From Ray.Mitchell@amnesty.org.uk Sun Jun 11 10:30:01 2000
Date: Sat, 10 Jun 2000 00:38:27 -0500 (CDT)
Subject: AI: North Korea/China bulletin
Article: 98029
To: undisclosed-recipients:;

Democratic People's Republic of Korea (North Korea)/People's Republic of China

From Amnesty International, AI Index: ASA 24/01/00, 7 June 2000

More evidence has come to light that the Chinese government has been contravening the internationally recognised principle of non-refoulement by forcibly returning scores of North Korean asylum-seekers to their country. The latest crack-down on North Korean asylum seekers and illegal immigrants has been stepped up since March this year when thousands of North Korean nationals are reported to have been forcibly returned to their country. Amnesty International is concerned that those forcibly returned are at risk of severe human rights violations in North Korea where they may face prison terms, or even the death penalty under the North Korean Criminal Code. According to some reports, many are subject to torture and ill-treatment while in prison camps and receive grossly insufficient food.

Amnesty International is further concerned at reports claiming that the North Korean Public Security Service (PPS) together with the Chinese police are issuing threats to people who are involved in helping North Korean asylum seekers including Chinese of Korean descent and local churches.
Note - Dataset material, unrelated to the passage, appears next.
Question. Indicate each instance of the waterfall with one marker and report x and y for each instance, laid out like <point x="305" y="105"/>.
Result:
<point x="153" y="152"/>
North Koreans are not given an opportunity to lodge asylum claims even though China is party to the 1951 UN Refugee Convention.

Some sources have alleged that North Korea has notified China that it will completely close their common border between 1 and 25 June, apparently in preparation for the first ever inter-Korean summit to be held in Pyongyang between 12 and 14 June.

Since 1995, the famine in North Korean is believed to have caused the death of hundreds of thousands of people and has triggered a flood of starving asylum seekers into China. Amnesty International has not been able to establish the total number of North Korean asylum seekers and illegal immigrants currently in China and estimates of their number may be between 50,000 and 300,000.